Nonetheless, it's a really fun issue of the single, warts and all! It's not a million miles away from how I put the singles together in my digital music library after I've ripped all the songs, laying out the b-sides one after another into a neat extended set. This limited edition issue basically does it for me and that's quite fun if you're sad like me.

Physically: The standard issue is in a slim jewel case; the deluxe version is in Mew's traditional slipcase format.


THE ZOOKEEPER'S BOY

Release date: A-Side: B-Sides:
April 2006 10 7

1) The Zookeeper's Boy (Radio Edit); 2) A Dark Design (Red Version); 3) Chinaberry Tree (Red Version)

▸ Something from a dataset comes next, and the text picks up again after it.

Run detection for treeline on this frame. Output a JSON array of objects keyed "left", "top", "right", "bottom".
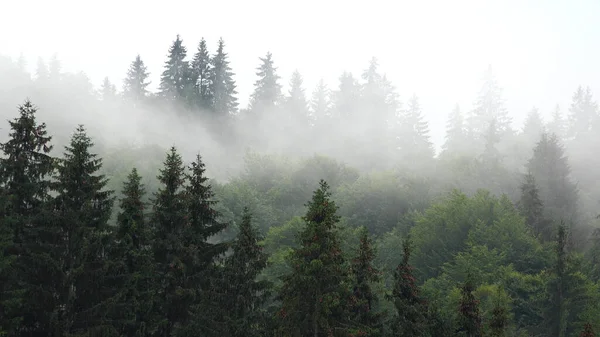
[{"left": 1, "top": 100, "right": 599, "bottom": 337}]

The final single for the And the Glass Handed Kites campaign was "The Zookeeper's Boy", once again closing the promo cycle with the big power ballad that was always destined to be a single like the last time around. The radio edit primarily truncates the song's intro and outro, but like with "Special" it gives the song a definite start and finish to go with it. My heart will always be owned by the album version - it was a firm favourite from day one - and the edit does sound slightly off to my ears, but the key elements are all there: the soaring chorus, the ever-overwhelming layers of backing vocals, the eccentric charm of it all somehow packed into a grand stadium singalong. I don't mind throwing it a full 10 even in this form: one of Mew's most spellbinding moments.

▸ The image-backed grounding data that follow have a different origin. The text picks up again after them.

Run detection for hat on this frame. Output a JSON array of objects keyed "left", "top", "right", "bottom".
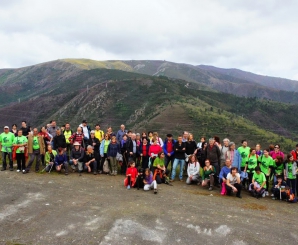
[
  {"left": 166, "top": 134, "right": 173, "bottom": 137},
  {"left": 82, "top": 120, "right": 87, "bottom": 123},
  {"left": 4, "top": 126, "right": 9, "bottom": 129},
  {"left": 73, "top": 142, "right": 80, "bottom": 146},
  {"left": 90, "top": 130, "right": 95, "bottom": 134}
]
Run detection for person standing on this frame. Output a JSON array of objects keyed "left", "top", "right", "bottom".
[
  {"left": 94, "top": 124, "right": 104, "bottom": 143},
  {"left": 163, "top": 134, "right": 175, "bottom": 172},
  {"left": 53, "top": 128, "right": 66, "bottom": 150},
  {"left": 63, "top": 123, "right": 73, "bottom": 161},
  {"left": 171, "top": 136, "right": 186, "bottom": 182},
  {"left": 220, "top": 138, "right": 230, "bottom": 168},
  {"left": 0, "top": 126, "right": 15, "bottom": 171},
  {"left": 13, "top": 129, "right": 28, "bottom": 172},
  {"left": 205, "top": 138, "right": 221, "bottom": 186},
  {"left": 20, "top": 121, "right": 31, "bottom": 137},
  {"left": 116, "top": 124, "right": 127, "bottom": 143},
  {"left": 24, "top": 128, "right": 45, "bottom": 173}
]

Cruelly the one studio b-side for this single was relegated to the 10" version, so we don't get to enjoy the sunshine piano pop of "Safe as Houses" in HQ. Instead, we have two "Red Versions" of And the Glass Handed Kites album cuts, which translates into more acoustic takes in Mew's more expanded interpretation of what "acoustic" means. "A Dark Design" and "Chinaberry Tree", both explosive rock cuts, are now portrayed solely through the means of some acoustic guitars and chiming keyboards and they are very lovely takes, both songs being as much re-invented as they are re-interpreted and it doesn't sound like they suffer from losing all that momentum and riffage. The more I listen to Mew's acoustic b-sides the more I appreciate what they do with them: most artists would simply quickly toss together a simple acoustic guitar campfire version of a song, but Mew's approach on the theme sounds like they actually took a bit of time to figure out how to best display the songs in new light, and it leads to consistently solid as well as interesting stripped-down versions.

Physically: Another slipcase with an inner sleeve.